Sir Keir Starmer said the Budget was the “last desperate act of a party that has failed”, and leading economic experts warned of the tight squeeze on unprotected public services under the Government’s current spending plans.

The Labour leader said: “Britain in recession, the national credit card maxed out, and, despite the measures today, the highest tax burden for 70 years.

“The first Parliament since records began to see living standards fall, confirmed by this Budget.”

Paul Johnson, director of the Institute for Fiscal Studies think tank, said: “Come the election, tax revenues will be 3.9 per cent of national income, or around £100 billion, higher than at the time of the last election. This remains a parliament of record tax rises.

“While the OBR got a little more positive in its projections, the picture on living standards also remains dismal. On average, households will be worse off at the time of the next election than they were at the last, following nugatory real earnings growth.”

With Labour 27 points ahead in the latest Ipsos poll for The Standard, with the Tories on a record low of just 20 per cent and Labour on 47 per cent, Sir Keir is coming under growing pressure to lay out his plans for Government.

Labour, though, may be reluctant to say much more until closer to the election given that the Chancellor adopted its plans to target the non-dom system to raise funds, as well as extending the windfall tax on oil and gas companies making bumper profits.

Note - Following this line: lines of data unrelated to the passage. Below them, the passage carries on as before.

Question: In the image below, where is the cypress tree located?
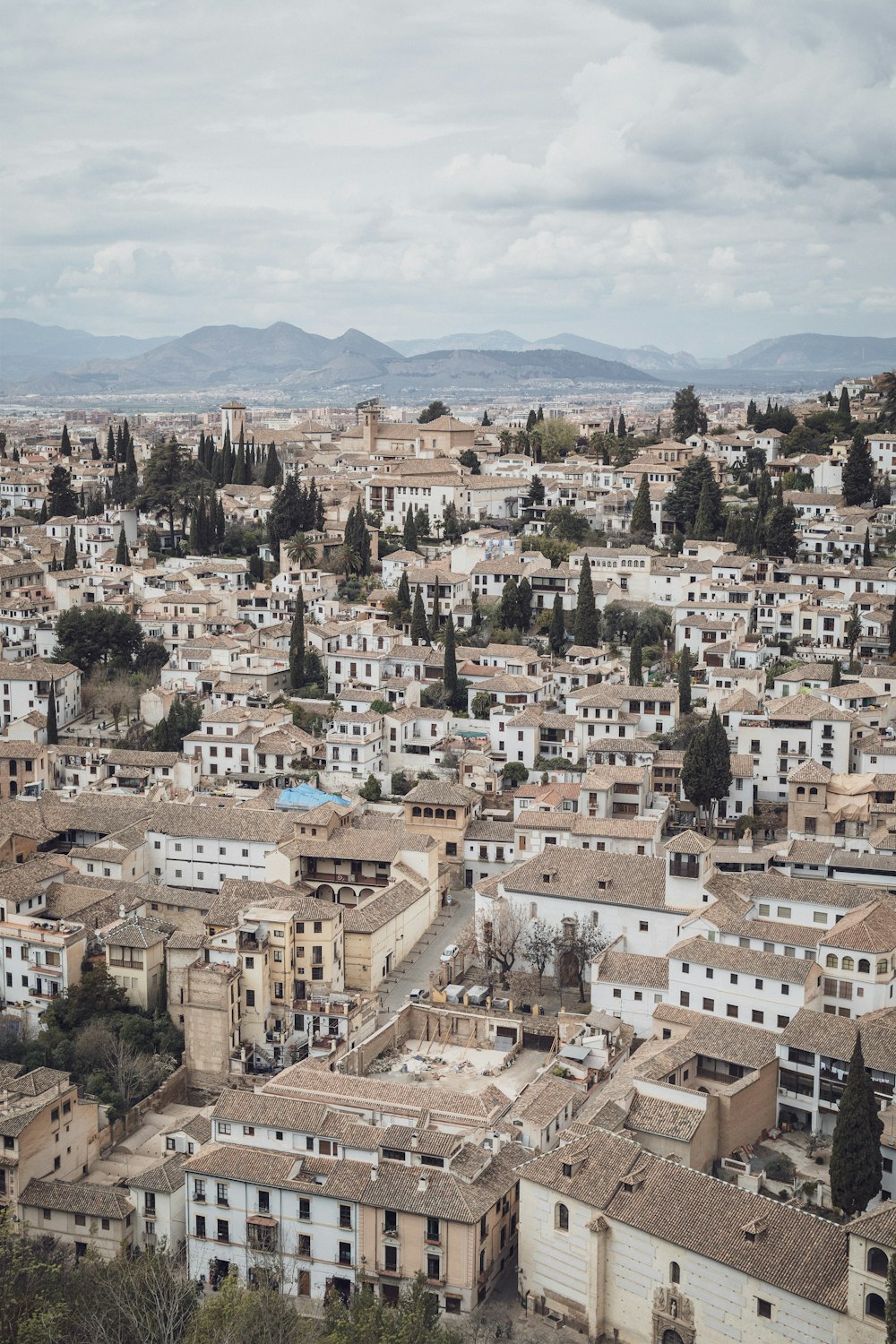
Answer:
[262,444,283,489]
[47,682,59,747]
[629,472,653,537]
[842,430,874,507]
[573,556,600,650]
[831,1032,884,1215]
[678,644,691,714]
[411,585,430,645]
[629,634,643,685]
[442,612,460,710]
[548,593,567,658]
[398,570,411,620]
[62,523,78,570]
[498,578,522,631]
[289,589,311,687]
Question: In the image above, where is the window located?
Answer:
[866,1246,890,1279]
[866,1293,887,1322]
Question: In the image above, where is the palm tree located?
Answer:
[286,532,317,570]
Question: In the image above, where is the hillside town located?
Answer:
[0,374,896,1344]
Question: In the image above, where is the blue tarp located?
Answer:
[277,784,349,812]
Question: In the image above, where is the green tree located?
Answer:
[681,709,732,825]
[62,523,78,570]
[55,607,143,675]
[548,593,566,659]
[629,472,653,537]
[47,683,59,747]
[573,556,600,650]
[470,691,492,719]
[140,435,199,551]
[289,588,311,687]
[665,453,724,537]
[678,644,691,714]
[411,585,430,645]
[442,612,463,711]
[498,578,522,631]
[417,402,452,425]
[358,774,383,803]
[844,430,874,507]
[262,444,283,489]
[672,383,707,444]
[116,527,130,564]
[629,634,643,685]
[267,476,307,556]
[831,1031,884,1215]
[47,462,78,518]
[764,504,799,561]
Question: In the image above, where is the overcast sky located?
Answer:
[0,0,896,355]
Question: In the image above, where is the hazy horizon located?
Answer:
[0,0,896,347]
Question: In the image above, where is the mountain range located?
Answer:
[0,319,896,403]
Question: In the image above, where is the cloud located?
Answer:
[0,0,896,354]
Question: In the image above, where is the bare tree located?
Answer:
[555,916,610,1004]
[461,900,530,989]
[522,919,560,994]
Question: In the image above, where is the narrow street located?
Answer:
[382,890,473,1012]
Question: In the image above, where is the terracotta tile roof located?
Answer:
[669,938,818,986]
[19,1180,134,1220]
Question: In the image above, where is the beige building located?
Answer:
[0,1062,99,1211]
[102,906,175,1012]
[19,1180,135,1260]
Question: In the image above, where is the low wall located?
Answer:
[100,1064,189,1156]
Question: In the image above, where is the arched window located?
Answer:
[866,1246,890,1279]
[866,1293,887,1322]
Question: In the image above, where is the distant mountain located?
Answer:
[718,332,896,376]
[5,323,653,400]
[390,330,531,355]
[390,331,699,376]
[0,317,170,383]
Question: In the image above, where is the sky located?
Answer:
[0,0,896,357]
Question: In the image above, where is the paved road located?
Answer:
[382,890,473,1012]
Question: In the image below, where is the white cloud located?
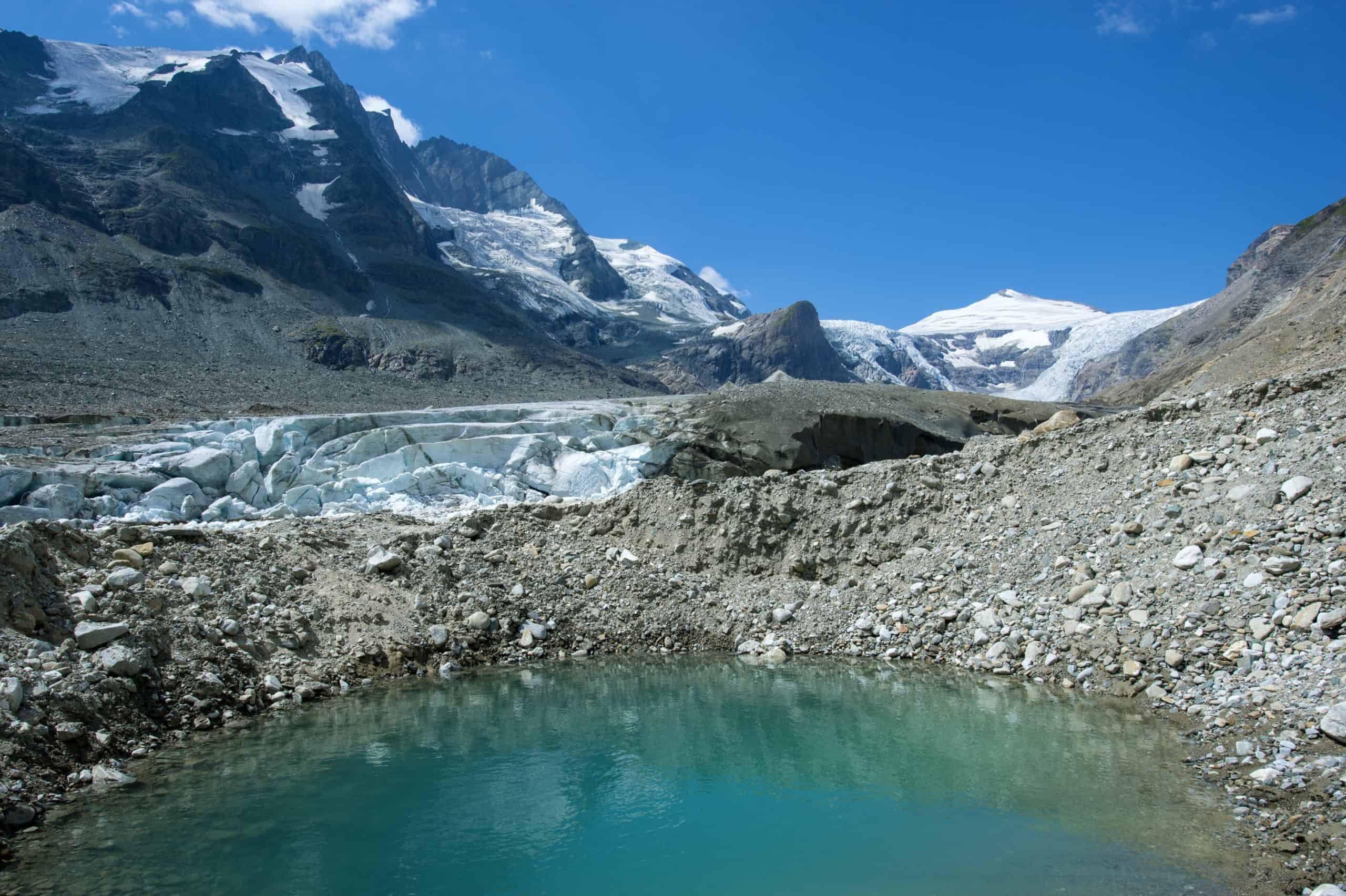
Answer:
[191,0,435,50]
[360,94,421,147]
[1238,3,1299,27]
[1094,2,1146,35]
[696,265,748,299]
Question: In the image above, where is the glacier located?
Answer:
[1004,301,1201,401]
[901,289,1108,337]
[591,237,735,324]
[0,400,681,525]
[818,320,957,392]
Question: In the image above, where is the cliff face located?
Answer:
[644,301,859,392]
[1073,200,1346,402]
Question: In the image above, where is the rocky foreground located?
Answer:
[0,369,1346,893]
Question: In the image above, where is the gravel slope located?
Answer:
[0,370,1346,893]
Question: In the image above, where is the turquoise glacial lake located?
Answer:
[13,658,1233,896]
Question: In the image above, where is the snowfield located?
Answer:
[1004,301,1201,401]
[820,320,957,392]
[902,289,1108,337]
[19,40,228,114]
[19,40,338,140]
[589,237,733,324]
[406,194,601,318]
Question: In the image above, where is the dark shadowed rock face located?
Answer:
[1074,200,1346,402]
[649,301,856,392]
[0,32,664,413]
[404,137,626,301]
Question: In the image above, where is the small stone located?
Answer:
[1280,476,1314,504]
[1318,702,1346,744]
[97,645,142,677]
[1262,554,1300,576]
[1172,545,1202,569]
[1289,602,1323,631]
[111,547,145,569]
[0,677,23,713]
[4,803,38,829]
[93,766,136,787]
[104,566,145,590]
[1248,616,1276,640]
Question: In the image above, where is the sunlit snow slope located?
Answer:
[822,289,1211,401]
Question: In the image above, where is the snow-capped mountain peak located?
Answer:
[902,289,1106,337]
[822,289,1192,401]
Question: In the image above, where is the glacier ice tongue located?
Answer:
[8,401,680,523]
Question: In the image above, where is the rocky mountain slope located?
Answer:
[0,32,746,414]
[0,370,1346,893]
[0,380,1098,525]
[1070,199,1346,401]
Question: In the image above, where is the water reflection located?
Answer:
[11,659,1223,894]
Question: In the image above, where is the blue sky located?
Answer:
[0,0,1346,325]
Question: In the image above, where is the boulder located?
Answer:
[1033,408,1079,434]
[1318,704,1346,744]
[1280,476,1314,504]
[0,677,23,713]
[365,545,402,573]
[182,576,211,597]
[1172,545,1202,569]
[75,622,130,650]
[104,566,145,590]
[1262,554,1300,576]
[97,645,144,677]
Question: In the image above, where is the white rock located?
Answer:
[75,622,130,650]
[0,675,23,713]
[182,576,212,597]
[1262,554,1300,576]
[365,545,402,573]
[1280,476,1314,503]
[1172,545,1202,569]
[104,566,145,590]
[1318,704,1346,744]
[97,645,142,677]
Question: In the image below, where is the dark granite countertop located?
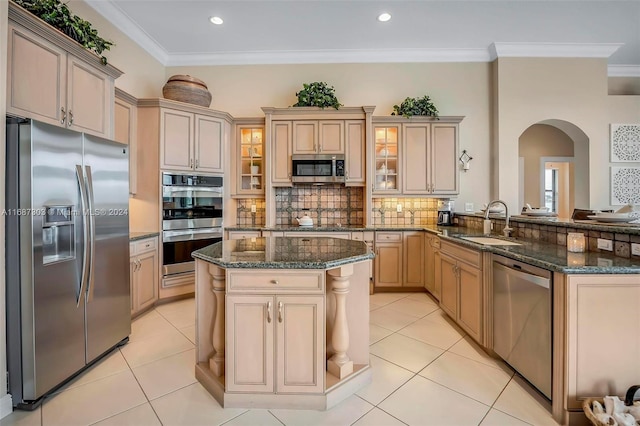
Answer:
[129,232,160,242]
[440,228,640,274]
[192,236,374,269]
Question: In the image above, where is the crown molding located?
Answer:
[84,0,169,66]
[489,42,624,61]
[166,48,489,66]
[607,65,640,77]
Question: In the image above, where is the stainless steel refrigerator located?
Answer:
[4,117,131,409]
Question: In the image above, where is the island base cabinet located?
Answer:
[225,295,325,393]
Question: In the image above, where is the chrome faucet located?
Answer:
[484,200,513,237]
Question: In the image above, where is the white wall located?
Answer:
[166,63,491,210]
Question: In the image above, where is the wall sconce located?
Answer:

The moves left a blackhole in shadow Chancellor Rachel Reeves plans to inject more money in the NHS and education.

Mr Hunt said inflation is set to fall to below the Bank of England’s two per cent target “in a few months’ time”, easing the cost-of-living squeeze.

But he also set out a series of measures aimed at offering “much-needed help in challenging times”, including:

- Changing the way child benefit is treated, with the individual earnings threshold at which it is taxed increasing from £50,000 to £60,000 from April, with people getting at least some help until they earn £80,000.

- Freezing fuel duty and extending the “temporary” 5p cut for a further 12 months.

- A freeze in alcohol duty to February 1 2025.

- Extending the Household Support Fund with an extra £500 million.

- Guaranteeing funding rates to early years providers for the next two years to deliver its “landmark” childcare expansion offer.

The OBR forecast that GDP is set to grow more than previously expected, albeit still at relatively modest levels.

The OBR forecast growth of 0.8 per cent in 2024, up from the 0.7 per cent forecast in November, and 1.9 per cent next year - up from 1.4 per cent on the autumn forecast.